The construction worker who admitted in statements to gardaí to having a sexual relationship with Sandra Collins but denied killing her, smiled for the cameras but declined to say anything afterwards.
Following the ending of the trial, Sandra’s sister Bridie Conway gave the family’s reaction. “We are devastated,” she said, “after four and a half weeks of travelling up and down every day hoping that at the end of it all we would get Sandra back and that we would have closure, get our lives back.
“We have put so much on hold, all of us, four and a half weeks coming up and down, everyone’s life, not only mine, everyone’s lives turned upside down.
“I put my kids on hold, put my job on hold, put everything to the side.
“We were so devoted and so dedicated to her and to finding her and getting her back and we are so thankful and so grateful to everyone that has helped us the last 14 years in trying to find her.
“I couldn’t praise the gardaí highly enough for what they have done for us and I am as devastated standing here today for each and every single one of them as I am for us, because we know how hard they have worked and what they have done and what they have tried to do for us.
“And they want it as much as we did.
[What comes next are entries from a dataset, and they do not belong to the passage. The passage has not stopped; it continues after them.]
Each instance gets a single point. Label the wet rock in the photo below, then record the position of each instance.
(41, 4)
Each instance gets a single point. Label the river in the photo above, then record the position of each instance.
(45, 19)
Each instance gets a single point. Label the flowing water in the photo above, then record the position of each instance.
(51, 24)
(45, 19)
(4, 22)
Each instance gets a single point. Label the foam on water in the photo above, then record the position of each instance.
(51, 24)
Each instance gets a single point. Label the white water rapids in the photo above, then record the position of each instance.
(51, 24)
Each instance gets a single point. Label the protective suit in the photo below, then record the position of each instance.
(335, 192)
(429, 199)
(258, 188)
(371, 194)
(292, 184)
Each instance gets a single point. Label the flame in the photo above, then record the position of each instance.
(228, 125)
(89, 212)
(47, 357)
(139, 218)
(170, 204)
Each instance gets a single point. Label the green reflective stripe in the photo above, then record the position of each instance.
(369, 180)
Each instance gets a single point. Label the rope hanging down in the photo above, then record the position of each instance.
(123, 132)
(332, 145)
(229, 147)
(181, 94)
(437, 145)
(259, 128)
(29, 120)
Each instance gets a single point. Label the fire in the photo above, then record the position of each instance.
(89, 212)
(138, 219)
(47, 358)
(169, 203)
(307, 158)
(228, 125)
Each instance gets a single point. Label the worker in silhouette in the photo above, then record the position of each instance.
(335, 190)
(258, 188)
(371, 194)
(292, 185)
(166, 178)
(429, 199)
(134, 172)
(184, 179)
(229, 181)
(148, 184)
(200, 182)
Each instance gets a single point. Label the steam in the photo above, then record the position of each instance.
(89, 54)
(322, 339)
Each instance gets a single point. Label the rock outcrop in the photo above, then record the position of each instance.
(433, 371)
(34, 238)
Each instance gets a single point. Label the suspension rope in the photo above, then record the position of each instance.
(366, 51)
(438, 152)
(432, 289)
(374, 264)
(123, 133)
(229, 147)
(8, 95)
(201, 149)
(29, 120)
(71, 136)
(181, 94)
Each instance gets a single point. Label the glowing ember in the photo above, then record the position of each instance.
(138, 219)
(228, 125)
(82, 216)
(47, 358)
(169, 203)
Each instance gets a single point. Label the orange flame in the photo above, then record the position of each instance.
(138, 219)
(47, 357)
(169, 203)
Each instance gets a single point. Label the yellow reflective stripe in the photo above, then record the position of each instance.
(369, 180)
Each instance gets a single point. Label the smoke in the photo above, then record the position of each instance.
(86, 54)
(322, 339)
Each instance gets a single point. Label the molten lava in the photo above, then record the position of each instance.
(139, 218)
They wanted to get Sandra back for us and closure for us.”
There were murmurs of agreement from the other family members when she insisted: “We’re not giving up. We’re going to keep strong and we’re going to keep the fight up for Sandra. We’re going to fight for her. This is not the end. It’s not finished. We said it a long time ago that we would never, ever, give up on her.”
Her brother Patrick Collins pledged: "The day we give up is the day that we can put her body in the grave beside our mother and her brother.
“We are as determined today to find her as we were when this trial first started and when this all started 14 years ago. This isn’t the end for us. It’s only another step along the road to bringing Sandra home.”
Bridie said: “We would hope that if there is anybody out there with information, that they might just come forward, that it’s never, ever, too late.
“Let them not think that whatever they know or may be holding in isn’t relevant or is too trivial to bring to the gardaí.
“The gardaí reassured us in that court today that their door is open in Ballina, always, and that Sandra’s case is never closed. It’s an ongoing investigation and will stay an ongoing investigation until we get her back and until we get closure.”
During the course of the trial it emerged that Mr Early, a married man with a daughter 11 months old at the time of Sandra Collins’s disappearance, admitted to a special team of Garda investigators in June 2001 that he had been involved in a relationship with her in the weeks before she vanished without trace.
Ms Collins was last seen in Killala at about 11pm on December 4th, 2000, after she had bought chips in the local Country Kitchen takeaway.
Despite massive subsequent searches of land and sea no body was ever found.
Evidence was given to the hearing by a GP that the missing woman had a pregnancy confirmed on the day she went missing and had been making phone calls to England on that day with a view to getting an abortion there.